In 2015 Autistica invited me to write a short blog post on lessons from history for autism research. Then they took down their entire blog (was it something I said?). What I wrote remains relevant and then some, so here it is again. There are two minor wording changes. The original (archived here) had no links; I've added a token few of the countless possible.
History tells us about the great importance of standards in human research—standards of science, standards of ethics. History also tells us that segregation harms human beings. The costs and injustices of segregated schools, workplaces, and neighborhoods are well known, but there are other more insidious ways to segregate. Denying a group of people the benefit and protection of standards in research is especially harmful and violates basic human rights. It is segregation at its worst, destructive to human well-being and scientific progress both. Yet in autism intervention research, these lessons have not been learned.
Autistics have long been subject to separate, unequal standards in both research and practice. Claims that standards must be lower for autistics than would be acceptable for anyone else continue to prevail. When it comes to autism interventions, autism-specific low standards have proliferated, by popular demand, and are now nearly universal. History tells us to recognize this as segregation at its insidious worst, but this has not yet happened.
Instead autism organizations and advocacy leaders, including those known for opposing each other, agree when it comes to segregating autistics this way. In their documents, policies, recommendations, and lobbying, they all promote autism-specific low standards—especially in interventions. Ignoring the strong lessons of history, they all support the segregation of autistics from the basic rights and standards which protect and benefit everyone else. Their high-profile disputes are, instead, over which kinds of bad science and bad ethics should be foisted on autistics.
The results are obvious. In non-autism areas, poor quality research and its harms—its waste of resources, its misleading findings—are vigorously condemned. There is recognition that even the best existing research standards are flawed and need always to be improved. But when it comes to autism, standards have instead been lowered or discarded to accommodate the extremely poor autism intervention literature. Poor standards in intervention research are seen not as harmful and wasteful, which they are, but as what autistics need and deserve. Resources have poured not into improving these abysmal standards, but into making the very poor quality autism intervention literature more powerful and influential.
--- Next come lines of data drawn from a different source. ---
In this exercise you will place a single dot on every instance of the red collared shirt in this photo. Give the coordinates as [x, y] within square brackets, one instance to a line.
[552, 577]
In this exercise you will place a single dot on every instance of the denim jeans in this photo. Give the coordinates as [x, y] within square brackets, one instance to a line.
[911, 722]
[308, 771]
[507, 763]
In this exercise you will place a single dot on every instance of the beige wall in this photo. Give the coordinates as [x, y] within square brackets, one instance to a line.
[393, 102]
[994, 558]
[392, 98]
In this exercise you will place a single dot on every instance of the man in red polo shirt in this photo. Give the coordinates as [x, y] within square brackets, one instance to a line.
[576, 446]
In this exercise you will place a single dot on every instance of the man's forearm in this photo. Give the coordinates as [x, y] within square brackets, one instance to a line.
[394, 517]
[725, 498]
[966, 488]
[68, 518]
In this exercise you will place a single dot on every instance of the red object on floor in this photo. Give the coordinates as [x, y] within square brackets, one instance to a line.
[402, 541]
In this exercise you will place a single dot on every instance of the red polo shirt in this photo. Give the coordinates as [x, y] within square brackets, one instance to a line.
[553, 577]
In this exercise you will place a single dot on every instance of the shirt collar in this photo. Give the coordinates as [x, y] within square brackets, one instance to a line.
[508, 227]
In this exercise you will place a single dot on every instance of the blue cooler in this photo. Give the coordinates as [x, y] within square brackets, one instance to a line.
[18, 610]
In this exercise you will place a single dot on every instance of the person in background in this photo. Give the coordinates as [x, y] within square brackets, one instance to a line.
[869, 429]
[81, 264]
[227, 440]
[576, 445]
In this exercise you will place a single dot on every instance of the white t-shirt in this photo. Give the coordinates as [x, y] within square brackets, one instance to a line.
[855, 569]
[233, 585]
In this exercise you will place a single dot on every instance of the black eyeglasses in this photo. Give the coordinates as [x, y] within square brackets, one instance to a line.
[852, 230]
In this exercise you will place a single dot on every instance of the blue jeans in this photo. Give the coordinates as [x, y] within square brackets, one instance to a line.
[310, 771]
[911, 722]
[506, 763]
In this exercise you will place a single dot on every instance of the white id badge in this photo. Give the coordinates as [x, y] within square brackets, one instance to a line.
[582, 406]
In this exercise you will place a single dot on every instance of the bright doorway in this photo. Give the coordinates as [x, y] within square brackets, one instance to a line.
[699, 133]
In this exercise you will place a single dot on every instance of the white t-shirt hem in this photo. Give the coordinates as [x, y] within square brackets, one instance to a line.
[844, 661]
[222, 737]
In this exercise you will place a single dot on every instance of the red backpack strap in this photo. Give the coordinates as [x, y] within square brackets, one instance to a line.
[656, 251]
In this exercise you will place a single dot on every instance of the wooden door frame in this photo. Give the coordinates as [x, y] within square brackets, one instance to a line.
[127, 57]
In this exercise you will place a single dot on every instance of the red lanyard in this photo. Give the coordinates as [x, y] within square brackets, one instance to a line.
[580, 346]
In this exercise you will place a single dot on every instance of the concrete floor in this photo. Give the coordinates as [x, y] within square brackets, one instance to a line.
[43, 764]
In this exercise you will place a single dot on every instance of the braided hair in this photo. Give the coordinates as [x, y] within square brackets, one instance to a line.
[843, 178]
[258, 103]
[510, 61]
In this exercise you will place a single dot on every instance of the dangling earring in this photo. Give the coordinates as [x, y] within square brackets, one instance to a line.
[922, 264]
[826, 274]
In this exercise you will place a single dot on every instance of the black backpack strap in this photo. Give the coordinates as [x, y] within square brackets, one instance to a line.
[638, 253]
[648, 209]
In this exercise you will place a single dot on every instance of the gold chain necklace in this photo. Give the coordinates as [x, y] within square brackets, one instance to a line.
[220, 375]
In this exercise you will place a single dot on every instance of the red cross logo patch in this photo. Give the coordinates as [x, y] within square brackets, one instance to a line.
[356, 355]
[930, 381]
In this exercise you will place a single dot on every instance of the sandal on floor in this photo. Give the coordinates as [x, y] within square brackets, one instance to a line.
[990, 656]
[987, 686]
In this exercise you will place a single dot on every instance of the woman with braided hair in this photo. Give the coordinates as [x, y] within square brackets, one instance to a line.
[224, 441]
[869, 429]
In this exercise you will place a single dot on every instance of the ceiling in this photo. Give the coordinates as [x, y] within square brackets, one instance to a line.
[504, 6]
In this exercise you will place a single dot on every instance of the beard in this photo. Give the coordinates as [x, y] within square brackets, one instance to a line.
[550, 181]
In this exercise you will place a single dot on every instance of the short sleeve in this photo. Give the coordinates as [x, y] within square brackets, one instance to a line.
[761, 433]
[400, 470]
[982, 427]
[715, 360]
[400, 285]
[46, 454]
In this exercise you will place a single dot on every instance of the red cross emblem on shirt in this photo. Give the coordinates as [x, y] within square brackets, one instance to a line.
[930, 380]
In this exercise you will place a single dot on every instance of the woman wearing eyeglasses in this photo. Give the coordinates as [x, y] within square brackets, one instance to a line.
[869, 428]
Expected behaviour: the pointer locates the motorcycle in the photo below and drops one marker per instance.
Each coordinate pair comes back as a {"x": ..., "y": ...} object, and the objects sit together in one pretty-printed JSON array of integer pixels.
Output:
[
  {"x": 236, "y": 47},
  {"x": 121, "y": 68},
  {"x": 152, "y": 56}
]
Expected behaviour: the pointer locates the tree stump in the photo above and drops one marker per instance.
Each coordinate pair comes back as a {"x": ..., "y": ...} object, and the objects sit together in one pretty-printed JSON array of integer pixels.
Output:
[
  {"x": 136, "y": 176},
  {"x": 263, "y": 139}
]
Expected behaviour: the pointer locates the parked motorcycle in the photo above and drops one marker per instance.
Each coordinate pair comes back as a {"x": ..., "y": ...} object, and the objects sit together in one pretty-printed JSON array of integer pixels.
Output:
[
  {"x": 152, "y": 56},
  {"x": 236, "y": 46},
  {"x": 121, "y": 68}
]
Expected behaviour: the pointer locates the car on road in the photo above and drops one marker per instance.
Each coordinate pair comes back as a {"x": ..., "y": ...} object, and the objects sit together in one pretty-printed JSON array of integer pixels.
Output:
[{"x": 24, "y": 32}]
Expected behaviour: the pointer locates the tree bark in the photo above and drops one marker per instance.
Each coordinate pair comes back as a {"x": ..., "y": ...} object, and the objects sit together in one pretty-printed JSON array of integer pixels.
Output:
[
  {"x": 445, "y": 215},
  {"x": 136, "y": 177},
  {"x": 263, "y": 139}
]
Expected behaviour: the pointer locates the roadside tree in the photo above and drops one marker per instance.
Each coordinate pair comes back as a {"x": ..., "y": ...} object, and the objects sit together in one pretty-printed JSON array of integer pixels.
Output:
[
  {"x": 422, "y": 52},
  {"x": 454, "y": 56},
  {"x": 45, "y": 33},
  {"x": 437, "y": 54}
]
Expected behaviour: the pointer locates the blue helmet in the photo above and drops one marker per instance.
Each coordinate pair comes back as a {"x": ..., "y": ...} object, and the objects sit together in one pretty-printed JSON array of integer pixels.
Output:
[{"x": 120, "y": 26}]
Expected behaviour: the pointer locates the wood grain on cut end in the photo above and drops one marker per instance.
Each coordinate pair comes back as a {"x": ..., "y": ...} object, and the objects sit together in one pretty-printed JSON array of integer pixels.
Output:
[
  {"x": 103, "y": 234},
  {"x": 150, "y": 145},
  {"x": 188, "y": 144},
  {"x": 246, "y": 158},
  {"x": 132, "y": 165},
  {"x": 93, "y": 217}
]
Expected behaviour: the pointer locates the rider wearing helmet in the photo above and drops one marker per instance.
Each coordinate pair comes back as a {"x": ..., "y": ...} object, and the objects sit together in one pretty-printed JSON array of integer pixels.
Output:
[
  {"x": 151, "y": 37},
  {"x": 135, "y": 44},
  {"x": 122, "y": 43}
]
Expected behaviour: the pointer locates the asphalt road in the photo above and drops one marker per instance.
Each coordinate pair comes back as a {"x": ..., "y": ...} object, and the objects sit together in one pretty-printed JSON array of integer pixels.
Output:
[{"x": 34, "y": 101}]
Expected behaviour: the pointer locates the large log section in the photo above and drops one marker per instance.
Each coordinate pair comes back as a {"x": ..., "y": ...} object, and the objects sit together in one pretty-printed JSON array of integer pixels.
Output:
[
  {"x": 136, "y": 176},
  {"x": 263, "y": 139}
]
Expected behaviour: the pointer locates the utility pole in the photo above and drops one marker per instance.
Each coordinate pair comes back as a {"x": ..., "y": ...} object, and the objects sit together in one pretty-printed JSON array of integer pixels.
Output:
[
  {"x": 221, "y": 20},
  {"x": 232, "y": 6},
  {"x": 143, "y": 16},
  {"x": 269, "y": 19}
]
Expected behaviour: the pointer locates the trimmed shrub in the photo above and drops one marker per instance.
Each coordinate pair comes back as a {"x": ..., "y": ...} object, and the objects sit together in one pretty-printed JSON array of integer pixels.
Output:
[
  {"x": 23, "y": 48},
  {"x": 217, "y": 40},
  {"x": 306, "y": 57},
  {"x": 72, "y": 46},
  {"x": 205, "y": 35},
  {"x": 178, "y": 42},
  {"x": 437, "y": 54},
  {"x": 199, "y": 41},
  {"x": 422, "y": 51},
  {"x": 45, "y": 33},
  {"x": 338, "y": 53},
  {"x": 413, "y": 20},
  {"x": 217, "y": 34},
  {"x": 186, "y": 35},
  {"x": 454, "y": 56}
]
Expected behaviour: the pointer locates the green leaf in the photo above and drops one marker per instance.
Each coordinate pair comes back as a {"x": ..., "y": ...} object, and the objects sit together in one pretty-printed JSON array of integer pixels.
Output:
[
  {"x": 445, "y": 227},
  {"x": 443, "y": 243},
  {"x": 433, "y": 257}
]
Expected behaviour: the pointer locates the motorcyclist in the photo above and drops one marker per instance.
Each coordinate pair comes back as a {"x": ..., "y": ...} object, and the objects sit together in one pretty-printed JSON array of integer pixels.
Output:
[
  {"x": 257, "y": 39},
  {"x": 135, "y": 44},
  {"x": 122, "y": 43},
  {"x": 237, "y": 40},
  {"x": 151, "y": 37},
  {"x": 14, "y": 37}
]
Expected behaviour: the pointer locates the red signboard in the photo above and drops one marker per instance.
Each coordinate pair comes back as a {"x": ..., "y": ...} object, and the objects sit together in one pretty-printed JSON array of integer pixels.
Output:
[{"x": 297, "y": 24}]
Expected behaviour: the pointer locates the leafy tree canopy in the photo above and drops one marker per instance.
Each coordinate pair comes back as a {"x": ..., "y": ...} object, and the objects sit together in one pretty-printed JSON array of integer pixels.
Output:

In one influential paper, the authors devised an elaborate system of autism-specific low standards for evaluating intervention research, then suggested extending this segregated system to other developmentally disabled individuals. The authors did not suggest doing this to the typical population, to people like themselves—this clearly would be harmful and unacceptable.
The segregation of autistics from basic standards in research has lowered the bar for standards applied to autistics in other areas: in practice and professional ethics, in public policy, politics, law, journalism, medicine, education, and the list goes on. It has further removed any incentive to fund, conduct, or publish good quality autism intervention research. Yet, the popular effort to impose autism-specific low standards in the area of intervention research can be shown to lack any scientific or ethical foundation.
It is remarkable that while alarming claims about “costs of autism” are everywhere, there has been no concern whatsoever about the high costs, at every level, of autism-specific low standards. What is the way forward? We should listen to what history tells us. We should stop segregating autistics from the basic rights and standards everyone else can take for granted. Then we can see what else is needed.